Ada suatu fenomena baru yang
ditawarkan oleh penulis tentang kedudukan perempuan. Perempuan tidak hanya
berada di belakang laki-laki. Selain seperti telah digambarkan di atas,
perempuan bisa mempengaruhi laki-laki, perempuan juga bisa menjadi motor
penggerak sebuah pergerakan. Peran perempuan seperti itu tergambar dalam diri
tokoh Nakhwah. Selain memiliki kekuasaan sebagai putri kepala suku, Nakhwah
juga mampu menggerakkan para perempuan untuk bangkit mempengaruhi laki-laki.
Adanya sifat-sifat pemimpin dalam diri perempuan tokoh Nakhwah. Dengan membawa
nilai-nilai luhur dan kharismanya sebagai putri kepala suku, maka Nakhwah tidak
mendapatkan perlawanan dari kaum lelaki. Meskipun perempuan, Nakhwah dihormati
dan ditaati oleh kaum lelaki. Salim, kekasih dan tokoh pemuda suku itu, justru
sangat menghormati dan mendukung rencana Nakhwah untuk melawan Hasqil (Hussein,
2006:150-152).
Dijunjungnya peran perempuan dalam
novel tersebut semakin nyata dengan kemenangan suku Mudhtharrah yang dipimpin
Nakhwah dan Salim atas Hasqil dan suku Romawi. Selain bisa mempengaruhi
laki-laki, perempuan juga bisa memimpin peperangan dan mencapai kemenangan
perang.
Secara
realitas, terwujudnya peran perempuan Arab, khususnya negara Irak dapat dilihat
pada peran putri Saddam, yang berhasil mendampingi ayahandanya selama perang
yang merupakan tugas yang sangat berat. Kepahlawanan putri Saddam juga tampak
dalam keberhasilannya melarikan draf novel Saddam Hussein dari kemungkinan niat
jahat Amerika untuk menggagalkan terbitnya novel tersebut. Perempuan putri
Saddamlah yang berjasa menyampaikan pemikiran Saddam tentang Irak kepada dunia.

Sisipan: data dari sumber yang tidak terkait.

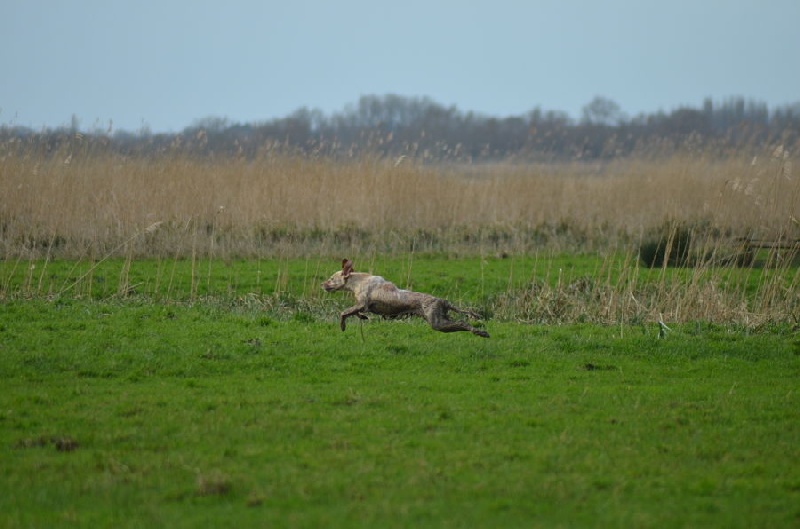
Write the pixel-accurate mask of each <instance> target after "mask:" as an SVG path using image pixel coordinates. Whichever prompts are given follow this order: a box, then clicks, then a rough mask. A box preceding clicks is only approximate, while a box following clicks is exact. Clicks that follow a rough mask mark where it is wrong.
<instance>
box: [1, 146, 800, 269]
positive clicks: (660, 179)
mask: <svg viewBox="0 0 800 529" xmlns="http://www.w3.org/2000/svg"><path fill="white" fill-rule="evenodd" d="M67 160H68V161H69V163H66V161H67ZM792 167H793V165H792V159H791V158H789V157H786V155H785V151H781V153H780V156H779V157H776V156H771V155H770V156H766V157H764V158H762V159H761V160H756V161H752V160H744V159H741V158H737V157H731V158H728V159H724V160H718V159H713V160H712V159H707V158H705V157H703V156H702V155H695V156H688V155H687V156H675V157H673V158H670V159H667V160H659V161H649V160H620V161H614V162H611V163H608V164H605V165H587V164H561V165H552V166H546V165H508V164H495V165H483V166H424V165H418V164H417V165H415V164H414V163H411V162H408V161H406V162H404V163H402V164H393V163H391V161H384V160H379V159H374V158H368V157H367V158H363V159H359V160H355V161H343V162H336V161H332V160H326V159H306V158H301V157H297V156H288V155H286V156H284V155H281V156H275V157H265V158H262V159H256V160H252V161H248V160H243V159H239V158H225V159H200V158H191V157H189V156H187V155H184V154H170V155H163V156H159V157H152V158H135V157H129V158H125V157H120V156H117V155H112V154H103V153H97V154H93V155H89V156H81V155H80V153H78V154H76V155H70V157H69V158H67V157H66V156H64V157H62V156H60V155H59V156H49V157H48V156H44V155H37V156H34V155H29V156H7V157H5V158H4V159H3V160H2V161H1V162H0V180H1V181H0V188H2V189H3V194H4V197H3V198H4V200H3V201H2V205H0V221H2V223H3V231H2V234H1V235H0V237H1V238H0V244H1V246H0V251H1V252H2V254H3V255H5V256H6V257H8V256H17V255H23V256H25V257H28V256H38V257H42V256H43V255H45V254H46V253H47V252H51V253H53V254H54V255H55V254H57V255H59V256H72V257H76V256H80V255H83V254H85V253H87V251H88V250H87V248H92V249H93V250H92V251H93V252H94V253H99V254H101V255H104V254H105V253H106V252H108V251H109V250H110V249H113V248H115V247H117V246H118V245H119V244H120V243H121V242H122V241H125V240H127V239H128V238H129V237H130V234H131V233H135V232H138V231H139V229H140V227H141V226H143V225H144V226H149V225H152V224H153V223H154V222H155V221H160V220H163V224H162V225H160V228H159V229H158V231H157V233H153V234H150V235H152V236H148V237H145V238H142V239H139V240H136V241H134V243H133V244H134V246H133V251H134V254H135V255H136V256H139V255H157V256H169V255H172V254H173V253H174V252H175V248H176V247H181V248H182V253H183V254H184V255H189V253H197V252H199V254H198V255H210V256H217V257H219V255H220V254H219V252H222V254H223V255H224V256H225V257H229V256H230V255H235V254H239V255H264V254H274V253H284V252H289V251H290V248H289V247H290V246H296V244H294V243H295V242H297V239H293V237H297V238H299V239H302V237H300V235H298V234H303V233H314V232H315V231H316V232H321V233H324V232H328V233H334V232H338V233H340V234H342V237H347V238H346V239H342V240H343V241H345V242H346V241H350V242H351V243H354V242H357V239H358V238H359V237H362V238H367V235H369V234H378V239H379V240H381V239H384V238H386V235H387V234H399V235H400V238H405V237H407V236H409V234H414V233H416V232H419V231H424V232H425V234H426V236H427V237H443V238H447V237H450V236H452V237H462V238H464V239H466V238H469V237H470V236H471V235H474V234H475V233H479V232H480V231H481V230H484V231H485V232H486V233H488V234H489V235H490V236H493V235H491V234H492V233H502V234H506V235H507V234H512V235H510V237H512V238H513V236H514V235H513V234H514V233H517V234H519V233H521V232H525V231H528V232H535V231H536V230H539V229H541V227H543V226H551V227H553V228H552V229H553V230H554V231H556V232H558V231H559V230H567V231H571V232H573V233H576V234H579V235H580V237H579V238H581V239H583V240H585V241H588V244H592V243H591V241H593V240H597V241H600V242H602V243H603V244H606V243H608V242H609V241H611V242H613V241H614V239H615V238H617V237H627V238H629V239H636V238H638V237H640V236H641V235H642V234H644V233H646V232H648V230H652V229H654V228H655V227H657V226H659V225H661V224H663V222H664V221H665V220H672V221H676V222H686V223H689V224H693V225H696V224H702V225H703V226H705V227H707V228H713V229H714V230H716V231H717V232H718V233H723V234H724V233H727V234H731V235H748V234H754V235H757V236H760V237H774V236H776V235H777V234H780V233H791V234H794V235H795V236H796V235H797V233H798V232H800V226H798V224H797V223H796V222H793V221H792V220H791V219H793V218H797V217H798V216H800V213H798V199H800V188H798V185H799V184H800V181H798V179H797V178H795V177H794V175H793V174H792ZM259 230H261V231H260V232H259ZM258 233H266V234H267V239H269V241H272V242H269V241H268V242H269V243H270V244H273V243H275V240H280V241H283V242H282V243H281V244H284V245H288V246H283V247H276V248H264V246H263V245H264V244H265V240H264V239H263V237H262V238H259V237H260V236H257V234H258ZM504 236H505V235H504ZM275 244H277V243H275ZM321 244H329V243H321ZM313 250H319V248H314V249H313ZM331 250H333V249H332V248H331ZM512 250H513V248H512ZM315 253H316V252H315Z"/></svg>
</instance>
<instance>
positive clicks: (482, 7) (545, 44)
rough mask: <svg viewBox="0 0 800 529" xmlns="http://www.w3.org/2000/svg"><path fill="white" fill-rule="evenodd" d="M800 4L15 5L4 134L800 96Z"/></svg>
mask: <svg viewBox="0 0 800 529" xmlns="http://www.w3.org/2000/svg"><path fill="white" fill-rule="evenodd" d="M799 55H800V1H798V0H670V1H663V0H662V1H650V0H641V1H637V0H603V1H595V0H563V1H560V0H548V1H536V0H532V1H521V0H519V1H513V0H492V1H486V0H469V1H466V0H462V1H451V0H442V1H436V0H403V1H397V0H395V1H392V2H382V1H380V0H338V1H322V0H286V1H283V2H277V1H273V0H267V1H256V0H226V1H216V2H208V1H202V0H201V1H183V0H181V1H179V0H144V1H135V2H134V1H116V0H63V1H62V0H50V1H47V0H0V124H5V125H9V124H13V125H22V126H29V127H33V128H35V129H38V128H41V127H43V126H48V127H56V126H62V125H69V124H70V119H71V116H72V115H73V114H74V115H76V116H77V117H78V118H79V120H80V125H81V128H83V129H84V130H87V129H89V130H90V129H93V128H95V127H99V128H103V129H105V128H106V127H107V126H108V123H109V120H113V127H114V129H115V130H117V129H125V130H129V131H138V130H140V129H141V128H142V127H143V126H147V127H149V128H150V129H151V130H152V131H153V132H161V131H180V130H181V129H183V128H184V127H185V126H187V125H190V124H191V123H192V122H194V121H195V120H197V119H199V118H205V117H209V116H217V117H227V118H229V119H230V120H231V121H233V122H243V123H244V122H258V121H264V120H267V119H271V118H275V117H283V116H286V115H287V114H289V113H290V112H292V111H294V110H296V109H297V108H299V107H304V106H307V107H309V108H319V109H321V110H322V111H324V112H325V113H326V114H330V113H332V112H337V111H340V110H342V109H343V108H344V106H345V105H346V104H348V103H355V102H356V101H357V100H358V98H359V97H360V96H361V95H363V94H377V95H383V94H387V93H394V94H400V95H405V96H429V97H431V98H432V99H433V100H435V101H437V102H439V103H442V104H445V105H456V106H457V107H458V108H459V109H460V110H462V111H469V110H472V111H476V112H478V113H482V114H486V115H493V116H508V115H521V114H524V113H526V112H528V111H529V110H531V109H533V108H535V107H537V106H538V107H541V108H542V109H543V110H562V111H565V112H567V113H569V114H570V116H572V117H574V118H578V117H580V112H581V108H582V107H583V106H584V105H585V104H586V103H588V102H589V101H590V100H591V99H592V98H593V97H594V96H595V95H602V96H605V97H608V98H611V99H613V100H614V101H616V102H617V103H618V104H619V105H620V106H621V107H622V109H623V110H624V111H625V112H626V113H627V114H629V115H635V114H638V113H640V112H648V113H649V112H655V111H658V110H665V111H669V110H672V109H674V108H676V107H678V106H680V105H691V106H695V107H699V106H701V105H702V102H703V99H704V98H706V97H711V98H713V99H714V100H715V101H720V102H721V101H723V100H724V99H726V98H727V97H730V96H744V97H745V98H748V99H754V100H756V101H761V102H765V103H767V104H768V105H769V106H770V108H774V107H775V106H779V105H783V104H788V103H796V102H798V101H800V68H798V64H800V57H799Z"/></svg>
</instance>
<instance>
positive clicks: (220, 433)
mask: <svg viewBox="0 0 800 529" xmlns="http://www.w3.org/2000/svg"><path fill="white" fill-rule="evenodd" d="M312 268H314V267H312ZM325 275H327V273H326V274H325ZM320 314H321V313H317V314H314V313H305V312H302V311H298V312H293V313H292V315H291V316H287V317H281V316H280V313H279V312H274V311H273V312H269V311H267V312H264V311H261V310H258V309H257V308H256V307H252V306H249V305H247V304H237V303H213V302H208V301H204V302H198V303H186V302H176V301H169V300H167V301H161V302H156V301H153V300H152V299H144V298H133V299H126V300H124V301H122V300H120V299H116V298H113V297H112V298H111V299H106V300H105V301H98V300H89V299H66V298H59V299H56V300H55V301H46V300H41V299H40V300H29V301H24V300H16V301H6V302H4V303H3V304H2V305H0V381H1V382H2V391H0V453H1V454H2V456H0V472H2V474H1V475H2V478H0V526H3V527H64V526H80V527H112V526H113V527H197V526H213V527H254V526H262V527H270V526H278V527H354V526H356V527H409V526H413V527H426V526H431V527H442V526H468V527H532V526H539V527H603V526H605V527H658V528H662V527H706V526H708V527H748V528H749V527H791V526H797V525H798V524H800V463H798V461H800V411H798V410H800V393H798V389H800V387H798V386H799V385H800V384H799V383H798V381H800V340H798V337H797V335H796V333H793V331H791V329H790V328H788V327H786V328H783V329H782V330H781V329H779V330H778V331H776V332H773V333H757V334H748V333H746V332H743V331H740V332H736V331H734V330H732V329H731V328H729V327H722V326H714V325H708V324H703V323H695V324H687V325H681V326H677V325H676V326H673V330H672V332H669V333H667V336H666V337H665V338H663V339H660V338H658V334H657V331H656V328H655V327H654V325H652V324H647V325H642V326H599V325H568V326H549V327H548V326H531V325H520V324H515V323H501V322H496V321H489V322H487V324H486V325H487V329H488V330H489V332H490V333H491V334H492V338H491V339H489V340H484V339H479V338H477V337H474V336H471V335H469V334H467V333H458V334H452V335H445V334H440V333H435V332H433V331H431V330H430V329H429V328H428V327H427V326H425V325H424V323H421V322H418V321H403V320H400V321H381V320H378V319H373V320H372V321H370V322H368V323H364V324H360V323H354V324H352V325H351V326H349V327H348V329H347V331H346V332H344V333H343V332H341V331H340V330H339V329H338V326H337V323H336V321H335V317H329V316H321V315H320Z"/></svg>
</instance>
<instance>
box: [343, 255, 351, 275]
mask: <svg viewBox="0 0 800 529" xmlns="http://www.w3.org/2000/svg"><path fill="white" fill-rule="evenodd" d="M352 273H353V261H351V260H350V259H342V276H343V277H350V274H352Z"/></svg>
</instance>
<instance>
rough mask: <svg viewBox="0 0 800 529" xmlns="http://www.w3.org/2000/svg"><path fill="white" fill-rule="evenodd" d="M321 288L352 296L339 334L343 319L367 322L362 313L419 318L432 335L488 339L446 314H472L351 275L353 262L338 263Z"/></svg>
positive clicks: (325, 289)
mask: <svg viewBox="0 0 800 529" xmlns="http://www.w3.org/2000/svg"><path fill="white" fill-rule="evenodd" d="M322 288H324V289H325V290H326V291H327V292H339V291H346V292H352V293H353V295H354V296H355V298H356V304H355V305H353V306H352V307H350V308H349V309H347V310H345V311H344V312H342V314H341V319H340V325H341V327H342V330H345V327H346V325H347V323H346V321H347V318H349V317H351V316H358V317H359V318H361V319H362V320H365V319H367V317H366V316H365V313H367V312H371V313H372V314H378V315H380V316H387V317H394V316H404V315H411V316H419V317H421V318H423V319H424V320H425V321H427V322H428V324H429V325H430V326H431V327H432V328H433V329H434V330H436V331H441V332H458V331H468V332H471V333H472V334H475V335H477V336H482V337H484V338H488V337H489V333H487V332H486V331H483V330H481V329H476V328H475V327H472V326H471V325H468V324H467V323H465V322H462V321H453V320H451V319H450V318H449V317H448V314H447V313H448V312H449V311H451V310H452V311H453V312H458V313H459V314H466V315H468V316H472V317H474V318H477V317H478V315H477V314H475V313H474V312H470V311H467V310H462V309H459V308H457V307H455V306H453V305H451V304H450V302H449V301H447V300H446V299H441V298H437V297H435V296H431V295H430V294H424V293H422V292H411V291H410V290H402V289H399V288H397V287H396V286H395V285H394V283H391V282H389V281H386V280H385V279H384V278H382V277H380V276H374V275H371V274H364V273H359V272H355V271H353V262H352V261H350V260H349V259H344V260H343V261H342V269H341V270H339V271H338V272H336V273H335V274H333V275H332V276H331V277H330V278H328V280H327V281H325V282H324V283H322Z"/></svg>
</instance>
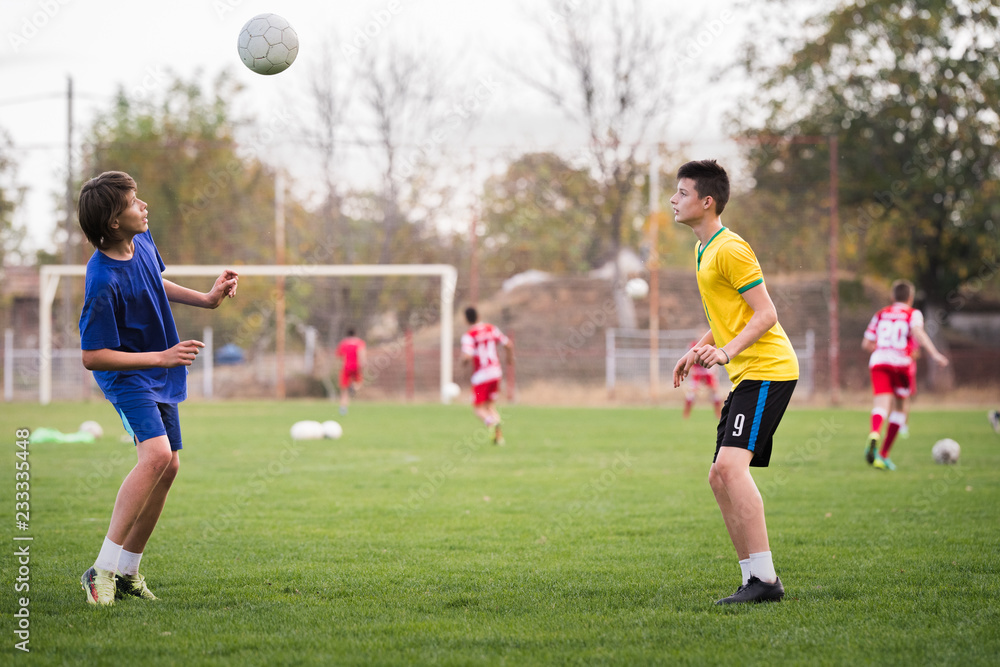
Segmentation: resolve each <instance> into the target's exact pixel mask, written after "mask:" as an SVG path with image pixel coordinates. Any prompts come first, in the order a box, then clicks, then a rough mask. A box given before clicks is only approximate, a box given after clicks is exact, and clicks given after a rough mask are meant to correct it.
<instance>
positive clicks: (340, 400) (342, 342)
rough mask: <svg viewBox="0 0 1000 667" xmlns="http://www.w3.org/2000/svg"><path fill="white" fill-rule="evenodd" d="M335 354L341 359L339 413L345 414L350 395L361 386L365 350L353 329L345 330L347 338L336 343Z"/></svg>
mask: <svg viewBox="0 0 1000 667" xmlns="http://www.w3.org/2000/svg"><path fill="white" fill-rule="evenodd" d="M337 356H338V357H340V358H341V360H342V361H343V366H342V367H341V369H340V414H342V415H346V414H347V405H348V403H350V401H351V398H350V397H351V396H352V395H353V394H354V392H355V391H357V390H358V389H360V388H361V383H362V381H363V373H364V371H365V363H366V362H367V352H366V346H365V342H364V341H363V340H361V339H360V338H358V337H357V336H355V335H354V329H348V330H347V338H345V339H344V340H342V341H340V344H339V345H337Z"/></svg>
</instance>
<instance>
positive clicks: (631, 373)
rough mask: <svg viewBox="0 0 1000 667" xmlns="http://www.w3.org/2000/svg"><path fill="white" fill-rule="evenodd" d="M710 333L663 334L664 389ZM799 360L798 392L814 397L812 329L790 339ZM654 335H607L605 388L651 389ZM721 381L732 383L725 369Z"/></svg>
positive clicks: (662, 375)
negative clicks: (682, 359)
mask: <svg viewBox="0 0 1000 667" xmlns="http://www.w3.org/2000/svg"><path fill="white" fill-rule="evenodd" d="M705 331H706V329H674V330H667V331H662V330H661V331H659V332H657V333H658V341H659V342H658V346H657V353H658V356H659V359H660V363H659V369H660V376H659V383H660V386H662V387H666V386H672V384H670V385H668V383H672V382H673V373H674V365H675V364H676V363H677V360H678V359H680V358H681V356H682V355H683V354H684V353H686V352H687V351H688V350H689V349H690V347H691V344H692V343H694V342H695V341H697V340H698V339H699V338H701V336H703V335H704V333H705ZM789 340H790V341H791V343H792V347H793V348H795V354H796V356H797V357H798V359H799V382H798V385H797V387H798V389H797V390H798V391H799V392H800V394H801V395H804V396H811V395H812V393H813V391H814V389H815V367H816V366H815V360H816V359H815V358H816V335H815V333H814V332H813V330H812V329H809V330H808V331H806V333H805V335H803V336H790V337H789ZM652 354H653V352H652V346H651V345H650V334H649V331H648V330H644V329H608V330H607V331H606V332H605V371H606V372H605V387H606V388H607V390H608V393H609V394H610V393H613V392H614V391H615V388H616V387H620V386H623V385H625V386H636V387H642V386H648V385H649V384H650V359H652V358H653V357H652ZM717 372H718V374H719V377H720V379H722V380H723V382H724V383H725V382H728V377H727V376H726V374H725V372H723V371H722V370H721V369H718V370H717Z"/></svg>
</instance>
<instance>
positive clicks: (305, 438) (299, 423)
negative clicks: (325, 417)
mask: <svg viewBox="0 0 1000 667" xmlns="http://www.w3.org/2000/svg"><path fill="white" fill-rule="evenodd" d="M323 435H324V434H323V425H322V424H320V423H319V422H318V421H313V420H310V419H307V420H305V421H300V422H295V423H294V424H292V440H322V439H323Z"/></svg>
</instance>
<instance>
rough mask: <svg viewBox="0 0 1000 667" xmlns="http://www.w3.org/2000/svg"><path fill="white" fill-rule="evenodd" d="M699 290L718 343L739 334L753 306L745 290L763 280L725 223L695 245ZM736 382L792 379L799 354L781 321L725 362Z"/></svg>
mask: <svg viewBox="0 0 1000 667" xmlns="http://www.w3.org/2000/svg"><path fill="white" fill-rule="evenodd" d="M695 253H696V255H697V262H698V264H697V266H698V272H697V275H698V291H699V292H701V302H702V304H703V305H704V307H705V316H706V317H707V318H708V326H709V327H711V329H712V336H713V337H714V338H715V345H716V347H722V346H723V345H725V344H726V343H728V342H729V341H731V340H732V339H733V338H735V337H736V336H737V334H739V333H740V332H741V331H743V329H744V328H745V327H746V325H747V323H748V322H750V318H751V317H752V316H753V309H751V308H750V306H749V305H748V304H747V302H746V301H744V300H743V293H744V292H746V291H747V290H749V289H752V288H754V287H756V286H757V285H760V284H762V283H763V282H764V274H763V273H762V272H761V270H760V264H759V263H758V262H757V257H756V256H755V255H754V254H753V250H752V249H751V248H750V244H748V243H747V242H746V241H744V240H743V239H742V238H740V236H739V235H738V234H736V233H734V232H732V231H730V230H729V229H727V228H725V227H723V228H722V229H720V230H719V231H718V232H716V234H715V236H713V237H712V238H711V239H709V240H708V243H706V244H705V246H704V247H702V246H701V244H700V243H698V244H696V245H695ZM726 370H727V371H729V379H730V380H732V382H733V386H734V387H735V386H736V385H737V384H739V383H740V381H741V380H796V379H798V377H799V360H798V358H797V357H796V356H795V350H794V349H792V344H791V342H790V341H789V340H788V336H786V335H785V332H784V330H783V329H782V328H781V324H779V323H775V325H774V326H773V327H771V328H770V329H768V330H767V331H765V332H764V334H763V335H762V336H761V337H760V338H759V339H758V340H757V341H756V342H755V343H753V344H752V345H750V347H748V348H747V349H745V350H743V351H742V352H740V353H739V354H737V355H736V356H734V357H732V359H731V361H730V362H729V364H727V365H726Z"/></svg>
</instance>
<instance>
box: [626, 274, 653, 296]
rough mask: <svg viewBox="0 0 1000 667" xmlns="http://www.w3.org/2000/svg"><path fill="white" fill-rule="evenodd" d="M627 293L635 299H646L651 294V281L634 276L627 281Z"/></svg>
mask: <svg viewBox="0 0 1000 667" xmlns="http://www.w3.org/2000/svg"><path fill="white" fill-rule="evenodd" d="M625 293H626V294H628V295H629V296H630V297H632V298H633V299H645V298H646V297H647V296H649V283H647V282H646V281H645V280H643V279H642V278H633V279H632V280H630V281H628V282H627V283H625Z"/></svg>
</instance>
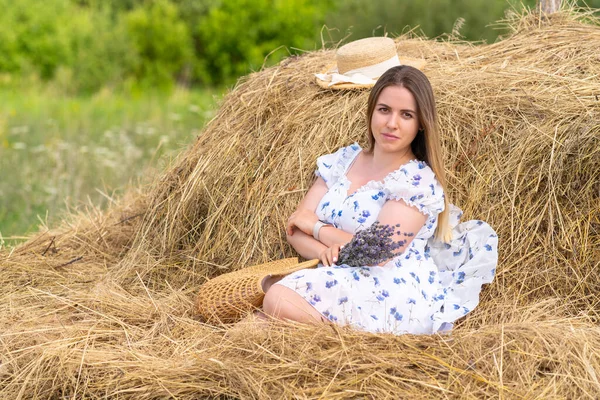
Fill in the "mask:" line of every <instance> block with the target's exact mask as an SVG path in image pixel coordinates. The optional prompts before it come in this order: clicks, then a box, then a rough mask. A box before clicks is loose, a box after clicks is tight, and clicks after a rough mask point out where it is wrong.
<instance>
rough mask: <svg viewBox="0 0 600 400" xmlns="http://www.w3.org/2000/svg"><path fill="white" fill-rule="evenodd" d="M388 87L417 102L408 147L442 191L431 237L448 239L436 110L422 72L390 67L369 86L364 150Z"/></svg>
mask: <svg viewBox="0 0 600 400" xmlns="http://www.w3.org/2000/svg"><path fill="white" fill-rule="evenodd" d="M388 86H400V87H404V88H406V89H407V90H408V91H410V92H411V93H412V95H413V96H414V98H415V101H416V103H417V118H418V122H419V127H420V129H419V131H418V133H417V136H416V137H415V139H414V140H413V141H412V143H411V144H410V147H411V150H412V152H413V153H414V155H415V156H416V157H417V158H418V159H419V160H421V161H425V162H426V163H427V164H428V165H429V166H430V167H431V169H432V170H433V173H434V174H435V176H436V178H437V180H438V182H439V183H440V185H441V186H442V189H443V190H444V205H445V208H444V211H443V212H441V213H440V215H439V216H438V225H437V228H436V230H435V238H436V239H438V240H442V241H444V242H448V241H450V239H451V237H452V233H451V231H450V226H449V223H448V216H449V214H450V209H449V208H450V207H449V203H450V202H449V200H448V192H447V190H446V172H445V169H444V160H443V155H442V145H441V139H440V130H439V122H438V116H437V110H436V107H435V99H434V96H433V89H432V88H431V83H429V79H427V77H426V76H425V74H423V73H422V72H421V71H419V70H418V69H416V68H413V67H410V66H407V65H400V66H397V67H393V68H390V69H388V70H387V71H386V72H385V73H384V74H383V75H381V77H380V78H379V79H378V80H377V82H376V83H375V85H374V86H373V88H372V89H371V93H370V94H369V101H368V105H367V135H368V140H369V147H368V148H367V152H369V153H371V152H373V150H374V148H375V138H374V136H373V131H372V130H371V118H372V117H373V112H374V111H375V106H376V105H377V100H378V99H379V95H380V94H381V92H382V91H383V89H385V88H386V87H388Z"/></svg>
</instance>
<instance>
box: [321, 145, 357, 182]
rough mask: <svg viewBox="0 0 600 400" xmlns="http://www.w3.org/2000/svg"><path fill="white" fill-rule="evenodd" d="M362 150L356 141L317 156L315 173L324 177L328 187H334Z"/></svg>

Saddam boleh mati, tetapi pemikirannya akan dikenang oleh masyarakatnya.
Nakhwah
bergerak dibantu oleh Salim, kekasihnya. Keduanya memobilisasi rakyat sukunya
untuk menegakkan kebenaran dan menumbangkan kekuasaan Hasqil beserta
antek-antek Romawinya. Kemudian Salim tampil memimpin pasukan dan pertempuran
sengit pun tak bisa dielakkan. Saddam menyajikan novel ini secara kronologis.
Pertempuran itu berakhir dengan runtuhnya dua menara kembar yang dibangun
Hasqil untuk menumpuk kekayaan, senjata, sekaligus simbol persekutuannya dengan
Romawi. Dua pemuda masuk melumatkan diri membakar menara itu. Tampak lautan api
menyelimuti menara kembar yang memusnahkan segala yang ada di dalamnya
(T.S, 263). Perang dua hari dua malam itu terjadi di bulan September.
Begitu melihat api seperti neraka, yang lidahnya
melalap menara kembar. Haqil mengusap debu yang menempel di wajahnya. “Celaka!
Hilang sudah semua harta yang kukumpulkan bertahun-tahun. Ini bencana terbesar
buatku dan kepala suku Romawi, “
“Aku sarankan kamu membanun lagi menara kembar lain. Yang satu
kamu jual, dan satunya kamu sewakan kepada suku kami. Dan kamu, pergi saja ke
neraka bersama keponakan-keponakanmu, “ kata salah seorang tentara
Romawi.
Peristiwa
yang digambarkan diatas cukup mewakili peristiwa tanggal 9 September 2001 yang
dikenal sebagai peristiwa 11/9 (versi AS) yang meluluhlantakkan AS. Kecongkakan
AS langsung hancur berkeping-keping. Gedung kembar WTC runtuh menjadi
puing-puing dihajar oleh dua buah pesawat yang dibajak oleh kelompok Al Qaeda.
Sebagai kompensasi atas runtuhnya gengsi sebagai negara super power
ini, AS mulai melancarkan teror besar-besaran terhadap Irak dan Afghanistan,
yang dianggap sebagai sarang teroris. Setelah dibombardir lewat udara, Irak
kemudian diduduki oleh AS hingga saat ini.